Savarkar argues that the hundreds of thousands of Hindus who had reached distant parts of the world as merchants and traders were colonisers, with the potential to "own a whole country" and "form a separate state". He contends that the process of Hindu colonisation would improve lives on a global scale or, as he puts it, "from Pole to Pole". In his view, Hindus needed not only to unify territorially, a notion that later evolved into the concept of Akhand Bharat, but to colonise parts of the planet in order to establish a Hindu world empire. Throughout the pamphlet, he uses the terms "Hindu nation" and "Hindu empire" interchangeably.

=== Conflict of life and death ===
Savarkar wrote that a "conflict of life and death" had ensued ever since Mahmud of Ghazni of the Ghaznavid Empire crossed the Indus River into the Indian subcontinent in 11th century CE, and that this prolonged conflict made Hindus "intensely conscious of ourselves as Hindus and were welded into a nation".

=== Western influence ===
Savarkar's conception of Hindutva drew heavily on British and German orientalist thought as well as on contemporary currents of ethnic nationalism in Europe.
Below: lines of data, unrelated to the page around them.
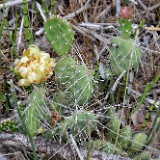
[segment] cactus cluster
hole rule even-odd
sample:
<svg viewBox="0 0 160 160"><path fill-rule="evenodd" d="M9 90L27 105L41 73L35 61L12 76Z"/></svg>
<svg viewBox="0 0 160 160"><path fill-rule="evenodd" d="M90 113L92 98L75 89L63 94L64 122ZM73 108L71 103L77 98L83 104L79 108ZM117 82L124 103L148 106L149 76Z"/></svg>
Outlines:
<svg viewBox="0 0 160 160"><path fill-rule="evenodd" d="M116 47L109 47L111 51L110 64L112 72L115 75L120 75L131 66L137 69L141 53L139 47L134 44L134 41L132 39L126 40L123 37L114 37L112 43L116 45Z"/></svg>
<svg viewBox="0 0 160 160"><path fill-rule="evenodd" d="M43 118L42 110L44 110L45 106L44 94L45 89L40 87L39 89L34 89L29 95L29 105L25 111L25 121L26 127L32 136L37 133L40 127L40 120Z"/></svg>
<svg viewBox="0 0 160 160"><path fill-rule="evenodd" d="M5 121L0 124L0 133L5 131L11 131L16 132L18 131L18 128L16 126L16 123L14 121Z"/></svg>
<svg viewBox="0 0 160 160"><path fill-rule="evenodd" d="M77 142L83 143L86 141L93 130L97 126L97 117L95 114L88 111L78 111L72 115L65 117L62 123L59 123L59 135L66 137L66 130L75 137Z"/></svg>
<svg viewBox="0 0 160 160"><path fill-rule="evenodd" d="M52 16L46 20L44 30L56 54L62 56L70 50L74 40L74 32L66 21Z"/></svg>
<svg viewBox="0 0 160 160"><path fill-rule="evenodd" d="M86 67L76 64L74 58L62 57L55 67L55 76L60 84L55 93L58 103L83 105L91 98L92 77Z"/></svg>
He was well acquainted with the works of Charles Darwin, Herbert Spencer, Ernst Haeckel, and Thomas Henry Huxley, and supported racial theory. He was particularly influenced by Johann Kaspar Bluntschli's concept of German ethnic and racial nationalism. (Note: While imprisoned, Savarkar read and taught Bluntschli's works. Bluntschli distinguished between a racially superior "principal nation" and a racially inferior "alien nation". This framework appealed to Savarkar, as it allowed him to compensate the British claims of racial superiority, by asserting the racial superiority of an imagined Hindu race against an imagined Muslim race. Adopting Bluntschli's model, Savarkar argued that Hindus constituted the principal nation, while Muslims constituted the alien nation.) Philosopher Martha Nussbaum has described the pamphlet as a "European product".